In my experience, when I want to get from Point A to Point B, there’s usually at least two ways. There’s the cheap, slow way, or the more expensive, faster method. And you know what? The expensive route is almost always about 2.5 to 3 times as expensive as the cheap route. Consider some examples:
Cheap and Slow | Expensive and Fast | ||
Ferry & bus from Vancouver to Victoria |
$40 | $120 | Seaplane from Vancouver to Victoria |
Airporter to Victoria Airport from home | $16 | $40 | Taxi to Victoria Airport from home |
Ferry plus bus to Tofino from Vancouver | $60 | $188 | Seaplane to Tofino from Vancouver |
That’s hardly a large data set, and I’m no economist, but it’s a pattern I see over and over again. I remember similar ratios around renting a car or hiring a driver in Morocco, or flying versus the ferry among the Greek isles.
What is the ratio of time between the cheaper and the more expensive mode of travel?
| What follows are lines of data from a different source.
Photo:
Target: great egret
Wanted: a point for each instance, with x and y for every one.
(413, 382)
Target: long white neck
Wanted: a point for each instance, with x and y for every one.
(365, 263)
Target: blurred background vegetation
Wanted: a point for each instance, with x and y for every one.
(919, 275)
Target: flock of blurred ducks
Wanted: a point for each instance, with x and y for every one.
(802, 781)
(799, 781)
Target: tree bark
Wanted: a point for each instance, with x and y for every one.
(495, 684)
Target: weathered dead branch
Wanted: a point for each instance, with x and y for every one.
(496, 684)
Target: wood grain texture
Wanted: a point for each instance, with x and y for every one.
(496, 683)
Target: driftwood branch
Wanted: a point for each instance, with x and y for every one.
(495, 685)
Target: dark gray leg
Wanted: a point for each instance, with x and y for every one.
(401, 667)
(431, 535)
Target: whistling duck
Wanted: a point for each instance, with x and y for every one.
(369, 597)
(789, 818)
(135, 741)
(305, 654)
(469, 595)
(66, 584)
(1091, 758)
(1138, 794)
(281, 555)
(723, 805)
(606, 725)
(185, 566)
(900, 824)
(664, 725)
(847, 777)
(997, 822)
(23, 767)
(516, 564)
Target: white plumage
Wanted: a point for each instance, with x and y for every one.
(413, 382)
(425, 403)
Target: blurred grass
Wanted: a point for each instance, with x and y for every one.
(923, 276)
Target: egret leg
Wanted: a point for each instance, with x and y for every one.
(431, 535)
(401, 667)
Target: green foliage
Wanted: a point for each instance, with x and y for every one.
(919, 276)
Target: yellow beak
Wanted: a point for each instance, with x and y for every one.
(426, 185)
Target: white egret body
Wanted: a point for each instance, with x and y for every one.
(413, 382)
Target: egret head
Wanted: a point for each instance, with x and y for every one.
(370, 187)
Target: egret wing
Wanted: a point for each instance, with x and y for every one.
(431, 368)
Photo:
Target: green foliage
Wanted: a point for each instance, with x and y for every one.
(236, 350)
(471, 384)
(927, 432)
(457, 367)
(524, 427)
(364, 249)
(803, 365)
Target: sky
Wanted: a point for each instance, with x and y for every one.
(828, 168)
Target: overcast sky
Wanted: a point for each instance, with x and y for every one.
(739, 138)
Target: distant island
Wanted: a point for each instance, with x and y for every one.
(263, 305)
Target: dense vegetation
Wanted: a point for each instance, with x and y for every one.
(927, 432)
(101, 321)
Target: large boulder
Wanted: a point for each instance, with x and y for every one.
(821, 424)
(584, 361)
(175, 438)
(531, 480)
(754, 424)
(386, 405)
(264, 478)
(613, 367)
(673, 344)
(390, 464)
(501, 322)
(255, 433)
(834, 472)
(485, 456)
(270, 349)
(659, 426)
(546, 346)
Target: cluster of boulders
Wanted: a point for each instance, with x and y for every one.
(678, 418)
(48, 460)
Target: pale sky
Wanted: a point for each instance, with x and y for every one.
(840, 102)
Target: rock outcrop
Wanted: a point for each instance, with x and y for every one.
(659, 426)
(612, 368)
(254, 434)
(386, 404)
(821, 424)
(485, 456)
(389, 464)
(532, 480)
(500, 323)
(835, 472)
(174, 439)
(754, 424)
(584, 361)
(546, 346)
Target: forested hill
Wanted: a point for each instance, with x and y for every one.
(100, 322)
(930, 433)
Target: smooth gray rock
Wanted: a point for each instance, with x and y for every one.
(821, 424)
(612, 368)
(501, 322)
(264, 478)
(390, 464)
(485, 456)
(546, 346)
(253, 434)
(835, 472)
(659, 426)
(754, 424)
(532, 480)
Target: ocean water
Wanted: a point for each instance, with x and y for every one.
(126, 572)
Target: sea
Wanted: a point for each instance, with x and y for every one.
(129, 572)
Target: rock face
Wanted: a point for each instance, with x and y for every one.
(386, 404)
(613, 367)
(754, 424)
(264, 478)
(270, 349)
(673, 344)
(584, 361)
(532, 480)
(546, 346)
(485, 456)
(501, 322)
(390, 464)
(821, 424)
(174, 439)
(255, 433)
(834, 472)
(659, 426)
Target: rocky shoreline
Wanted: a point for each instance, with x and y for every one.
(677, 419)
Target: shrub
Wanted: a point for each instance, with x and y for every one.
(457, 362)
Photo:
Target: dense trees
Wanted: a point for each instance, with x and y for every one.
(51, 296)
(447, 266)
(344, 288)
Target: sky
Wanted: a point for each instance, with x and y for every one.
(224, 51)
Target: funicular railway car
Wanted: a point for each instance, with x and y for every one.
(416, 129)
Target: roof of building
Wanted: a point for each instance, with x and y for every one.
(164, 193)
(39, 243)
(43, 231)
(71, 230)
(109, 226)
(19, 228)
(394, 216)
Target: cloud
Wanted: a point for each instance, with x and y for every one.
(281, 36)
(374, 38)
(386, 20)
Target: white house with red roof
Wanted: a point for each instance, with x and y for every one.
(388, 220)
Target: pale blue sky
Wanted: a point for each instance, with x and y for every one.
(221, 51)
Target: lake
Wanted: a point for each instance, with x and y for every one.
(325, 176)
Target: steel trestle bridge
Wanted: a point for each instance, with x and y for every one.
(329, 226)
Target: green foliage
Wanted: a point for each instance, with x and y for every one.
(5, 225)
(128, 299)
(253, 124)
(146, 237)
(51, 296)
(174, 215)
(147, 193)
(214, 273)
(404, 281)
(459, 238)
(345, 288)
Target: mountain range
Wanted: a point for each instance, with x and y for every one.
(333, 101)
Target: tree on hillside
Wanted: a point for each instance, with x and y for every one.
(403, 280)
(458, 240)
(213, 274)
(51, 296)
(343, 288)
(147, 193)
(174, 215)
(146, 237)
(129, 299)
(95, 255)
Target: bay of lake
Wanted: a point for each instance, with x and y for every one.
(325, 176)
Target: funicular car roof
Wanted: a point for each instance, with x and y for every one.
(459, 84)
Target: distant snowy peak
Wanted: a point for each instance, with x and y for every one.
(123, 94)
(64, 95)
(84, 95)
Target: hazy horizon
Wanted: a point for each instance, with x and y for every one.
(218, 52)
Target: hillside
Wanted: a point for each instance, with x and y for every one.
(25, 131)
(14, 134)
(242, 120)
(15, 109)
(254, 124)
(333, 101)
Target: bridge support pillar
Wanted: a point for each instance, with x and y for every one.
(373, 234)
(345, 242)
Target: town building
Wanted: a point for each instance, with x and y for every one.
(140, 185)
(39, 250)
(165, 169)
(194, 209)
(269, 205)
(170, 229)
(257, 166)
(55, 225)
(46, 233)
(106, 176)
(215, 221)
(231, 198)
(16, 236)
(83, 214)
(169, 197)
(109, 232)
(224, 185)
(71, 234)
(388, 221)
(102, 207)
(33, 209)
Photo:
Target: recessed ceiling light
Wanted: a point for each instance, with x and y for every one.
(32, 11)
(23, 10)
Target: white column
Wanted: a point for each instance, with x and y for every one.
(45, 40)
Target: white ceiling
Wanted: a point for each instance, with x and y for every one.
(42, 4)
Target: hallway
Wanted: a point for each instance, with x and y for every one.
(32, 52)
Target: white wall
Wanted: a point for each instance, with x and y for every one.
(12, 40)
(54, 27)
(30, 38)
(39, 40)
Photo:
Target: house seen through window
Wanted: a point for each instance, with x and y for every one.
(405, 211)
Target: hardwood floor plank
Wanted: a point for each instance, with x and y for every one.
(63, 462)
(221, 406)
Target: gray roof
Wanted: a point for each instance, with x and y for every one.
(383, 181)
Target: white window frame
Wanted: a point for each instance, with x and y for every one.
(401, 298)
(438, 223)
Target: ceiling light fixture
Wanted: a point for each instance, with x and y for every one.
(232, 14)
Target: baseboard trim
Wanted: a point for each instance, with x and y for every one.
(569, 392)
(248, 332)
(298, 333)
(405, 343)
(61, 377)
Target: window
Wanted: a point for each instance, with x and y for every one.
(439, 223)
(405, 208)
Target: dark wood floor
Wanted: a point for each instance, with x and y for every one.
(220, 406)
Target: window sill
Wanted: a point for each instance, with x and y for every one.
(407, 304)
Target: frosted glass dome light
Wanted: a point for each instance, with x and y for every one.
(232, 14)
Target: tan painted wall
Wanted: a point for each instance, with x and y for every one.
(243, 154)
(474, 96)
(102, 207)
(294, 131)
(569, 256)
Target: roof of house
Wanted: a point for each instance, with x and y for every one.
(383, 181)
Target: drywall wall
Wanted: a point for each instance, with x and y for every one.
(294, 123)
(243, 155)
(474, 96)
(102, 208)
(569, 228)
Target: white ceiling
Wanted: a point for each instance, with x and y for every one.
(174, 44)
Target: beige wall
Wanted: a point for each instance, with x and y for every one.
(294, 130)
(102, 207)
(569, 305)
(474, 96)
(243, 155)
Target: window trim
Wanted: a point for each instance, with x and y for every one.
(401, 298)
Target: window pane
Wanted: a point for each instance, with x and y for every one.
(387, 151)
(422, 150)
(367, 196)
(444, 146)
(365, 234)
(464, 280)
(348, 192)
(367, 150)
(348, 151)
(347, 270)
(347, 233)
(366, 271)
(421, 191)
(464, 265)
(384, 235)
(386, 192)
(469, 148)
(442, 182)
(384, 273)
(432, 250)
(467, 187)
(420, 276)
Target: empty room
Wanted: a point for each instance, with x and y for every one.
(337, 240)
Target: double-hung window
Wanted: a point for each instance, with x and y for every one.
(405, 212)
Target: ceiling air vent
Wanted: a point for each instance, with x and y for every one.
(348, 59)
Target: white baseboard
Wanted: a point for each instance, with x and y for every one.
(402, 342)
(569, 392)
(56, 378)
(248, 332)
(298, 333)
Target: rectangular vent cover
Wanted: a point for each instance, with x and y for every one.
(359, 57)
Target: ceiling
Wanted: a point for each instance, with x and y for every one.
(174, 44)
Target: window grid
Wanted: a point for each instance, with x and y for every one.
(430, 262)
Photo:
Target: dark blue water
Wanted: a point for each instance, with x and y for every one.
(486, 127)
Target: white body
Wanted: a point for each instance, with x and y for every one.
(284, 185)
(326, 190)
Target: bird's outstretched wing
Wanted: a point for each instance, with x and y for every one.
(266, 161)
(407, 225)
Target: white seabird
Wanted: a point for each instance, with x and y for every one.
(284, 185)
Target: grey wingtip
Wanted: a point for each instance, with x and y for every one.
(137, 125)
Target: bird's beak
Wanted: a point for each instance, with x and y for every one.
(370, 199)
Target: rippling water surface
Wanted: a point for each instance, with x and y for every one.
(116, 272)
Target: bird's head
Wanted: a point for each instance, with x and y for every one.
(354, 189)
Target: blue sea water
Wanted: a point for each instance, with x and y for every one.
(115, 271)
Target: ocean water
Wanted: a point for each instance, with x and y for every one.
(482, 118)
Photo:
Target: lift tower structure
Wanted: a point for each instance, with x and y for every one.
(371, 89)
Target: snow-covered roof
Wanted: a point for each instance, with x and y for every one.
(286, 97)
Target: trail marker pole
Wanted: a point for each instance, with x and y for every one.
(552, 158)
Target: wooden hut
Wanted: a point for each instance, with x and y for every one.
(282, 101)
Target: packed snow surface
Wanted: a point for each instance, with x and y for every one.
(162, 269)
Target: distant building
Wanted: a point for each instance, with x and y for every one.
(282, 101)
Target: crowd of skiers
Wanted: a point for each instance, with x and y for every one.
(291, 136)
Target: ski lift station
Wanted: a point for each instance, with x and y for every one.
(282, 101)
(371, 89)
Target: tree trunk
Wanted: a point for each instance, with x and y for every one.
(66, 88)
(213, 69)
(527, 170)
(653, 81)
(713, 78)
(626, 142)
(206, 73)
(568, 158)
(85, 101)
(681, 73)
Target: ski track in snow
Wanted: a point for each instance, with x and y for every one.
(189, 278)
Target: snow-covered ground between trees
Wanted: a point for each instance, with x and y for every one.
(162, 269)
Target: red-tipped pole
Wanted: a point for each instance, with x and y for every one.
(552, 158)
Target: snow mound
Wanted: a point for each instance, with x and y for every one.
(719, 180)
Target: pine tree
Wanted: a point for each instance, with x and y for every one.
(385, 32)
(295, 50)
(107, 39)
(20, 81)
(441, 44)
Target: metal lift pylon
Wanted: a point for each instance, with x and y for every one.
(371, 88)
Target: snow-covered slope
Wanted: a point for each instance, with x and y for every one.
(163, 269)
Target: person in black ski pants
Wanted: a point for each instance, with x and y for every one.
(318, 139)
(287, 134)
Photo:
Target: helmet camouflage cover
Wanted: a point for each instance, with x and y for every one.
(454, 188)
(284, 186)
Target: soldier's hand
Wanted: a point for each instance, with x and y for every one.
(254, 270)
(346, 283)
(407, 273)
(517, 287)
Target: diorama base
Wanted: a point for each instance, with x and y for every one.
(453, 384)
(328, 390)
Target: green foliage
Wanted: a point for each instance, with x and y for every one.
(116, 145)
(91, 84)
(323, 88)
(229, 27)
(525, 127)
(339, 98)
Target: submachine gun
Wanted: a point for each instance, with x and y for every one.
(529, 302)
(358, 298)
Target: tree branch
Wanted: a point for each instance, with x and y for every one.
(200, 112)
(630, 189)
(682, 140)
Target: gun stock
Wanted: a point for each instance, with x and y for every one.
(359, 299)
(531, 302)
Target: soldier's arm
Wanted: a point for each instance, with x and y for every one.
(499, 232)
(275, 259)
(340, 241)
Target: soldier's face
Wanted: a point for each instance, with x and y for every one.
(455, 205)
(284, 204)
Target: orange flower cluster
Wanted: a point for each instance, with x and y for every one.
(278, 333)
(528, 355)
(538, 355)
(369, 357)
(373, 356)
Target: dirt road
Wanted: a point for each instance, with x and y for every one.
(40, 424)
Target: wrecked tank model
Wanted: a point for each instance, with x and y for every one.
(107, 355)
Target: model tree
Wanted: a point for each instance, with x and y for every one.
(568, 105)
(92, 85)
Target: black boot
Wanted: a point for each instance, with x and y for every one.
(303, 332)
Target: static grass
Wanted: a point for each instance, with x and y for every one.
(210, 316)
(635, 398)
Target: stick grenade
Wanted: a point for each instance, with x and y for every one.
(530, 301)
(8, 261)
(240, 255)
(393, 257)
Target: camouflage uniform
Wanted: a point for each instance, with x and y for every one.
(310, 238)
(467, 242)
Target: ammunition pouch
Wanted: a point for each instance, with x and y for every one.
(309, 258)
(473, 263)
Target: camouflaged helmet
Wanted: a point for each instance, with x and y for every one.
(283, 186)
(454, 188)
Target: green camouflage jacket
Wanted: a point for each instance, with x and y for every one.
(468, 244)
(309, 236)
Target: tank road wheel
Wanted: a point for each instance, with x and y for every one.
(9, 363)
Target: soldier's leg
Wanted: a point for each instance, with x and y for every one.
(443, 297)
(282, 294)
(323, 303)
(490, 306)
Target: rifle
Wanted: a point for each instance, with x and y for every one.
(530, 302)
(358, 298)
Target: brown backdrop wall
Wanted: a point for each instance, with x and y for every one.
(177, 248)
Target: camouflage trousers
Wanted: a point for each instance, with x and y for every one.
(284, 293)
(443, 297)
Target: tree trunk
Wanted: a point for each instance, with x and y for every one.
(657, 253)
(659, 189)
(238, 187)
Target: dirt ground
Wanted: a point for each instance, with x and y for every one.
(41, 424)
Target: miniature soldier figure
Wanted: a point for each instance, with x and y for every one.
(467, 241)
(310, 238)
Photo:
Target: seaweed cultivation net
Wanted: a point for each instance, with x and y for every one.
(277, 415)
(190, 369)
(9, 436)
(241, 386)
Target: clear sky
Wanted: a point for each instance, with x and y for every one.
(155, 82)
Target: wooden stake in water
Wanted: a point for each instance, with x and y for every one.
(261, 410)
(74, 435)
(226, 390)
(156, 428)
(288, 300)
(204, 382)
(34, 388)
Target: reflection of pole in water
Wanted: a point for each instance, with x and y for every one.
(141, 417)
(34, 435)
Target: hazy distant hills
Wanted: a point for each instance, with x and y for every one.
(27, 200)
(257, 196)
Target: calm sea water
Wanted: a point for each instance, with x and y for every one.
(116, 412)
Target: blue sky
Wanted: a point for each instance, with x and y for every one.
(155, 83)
The exception to this rule is rail travel. I see all these lovely VIA Rail commercials on during playoff hockey, “See Canada by Rail!” they say. And I’d love to, except for the price of a bloody train ticket to the next province over, I could fly from Halifax to Vancouver and back again in first-class.
It doesn’t matter how scenic the voyage is, they don’t seem to understand that slow + expensive = unpopular travel choice.